Russian narratives are again spreading on social networks and large technological companies leave it unattended. Thousands of tweets, YouTube videos and other social networks, marked as Russian propaganda or anti-Ukrainian hatred language, are not removed after complaints, writes The Washington Post. 

At the beginning of the war, social networks actively took measures against Russian fakes. They blocked or restricted the Russian state media accounts, strengthened fact checking, banned the sale of advertising in Russia. However, in six months, the methods of propaganda evolved, and technological companies ceased to respond actively to them.

“In the first months of full-scale Russian aggression (American technological companies) were very proactive, interested in helping. Now they avoid calling us,” says Mykola Balaban, Deputy Head of the Center for Strategic Communications and Information Security.

According to him, some platforms, such as Facebook from Meta and LinkedIn from Microsoft continue to respond to the appeal. At that time, Youtube from Google ignores their letters for almost two months.

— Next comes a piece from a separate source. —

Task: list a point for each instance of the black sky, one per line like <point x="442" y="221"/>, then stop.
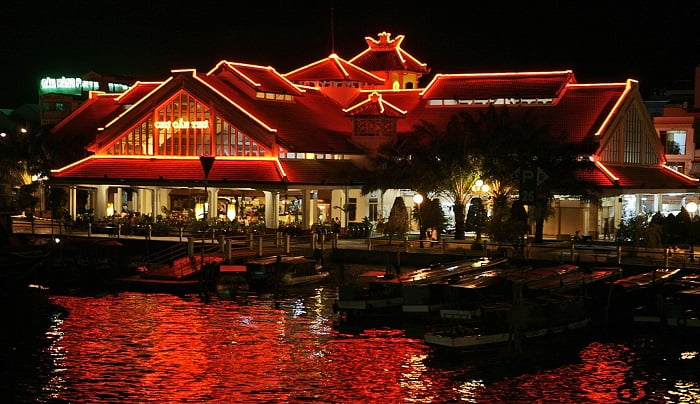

Worrying of Ukrainian officials is confirmed by the research of a European non -profit organization. It shows that complaints about anti-Ukrainian content remain unanswered. Also, social networks do not block propaganda accounts and fake accounts that pretend to be Ukrainian officials.

The research has shown that more than 70% of publications marked as anti-Ukrainian hatred language on Twitter and YouTube remained available at the end of June. The accounts that created them were also active. Linkedin removed less than half of the publications marked as Russian propaganda. Facebook deleted all 98 posts that they complained about the anti-Ukrainian language of hatred. At the same time, the accounts responsible for the posts were active.

“I don’t think it’s bad will on the part of the tech companies. It’s really just lack of resources, lack of investment, lack of preparedness,” says Felix Kartte, co-author of European research.

According to him, companies lack Ukrainian and Russian-speaking specialists with local expertise. Media platforms have less experience and invest fewer resources in non-English. Long before the Russian invasion, they were criticized because social networks paid too little attention to Russian propaganda.

Meanwhile propaganda also adapted to the restrictions that were introduced at the beginning of the war. Since major public media have been blocked, Russian narratives are distributed through individual thought leaders and trolls that coordinate through Telegram.

“The Russian disinformation war is a real invasion of our digital space. The examples in the report show once again that big online platforms have taken insufficient measures to protect their users against this invasion. This has real-life consequences across the whole world,” says Thierry Breton, the European Commissioner for Internal Market and Services.

Russian misinformation is trying to undermine Ukraine’s public support in the West. It involves those who tend to believe in conspiracy and people who have not decided on their own position about the war in Ukraine. According to experts, platforms should develop a more proactive approach to the fight against Russian propaganda, which will prevent it.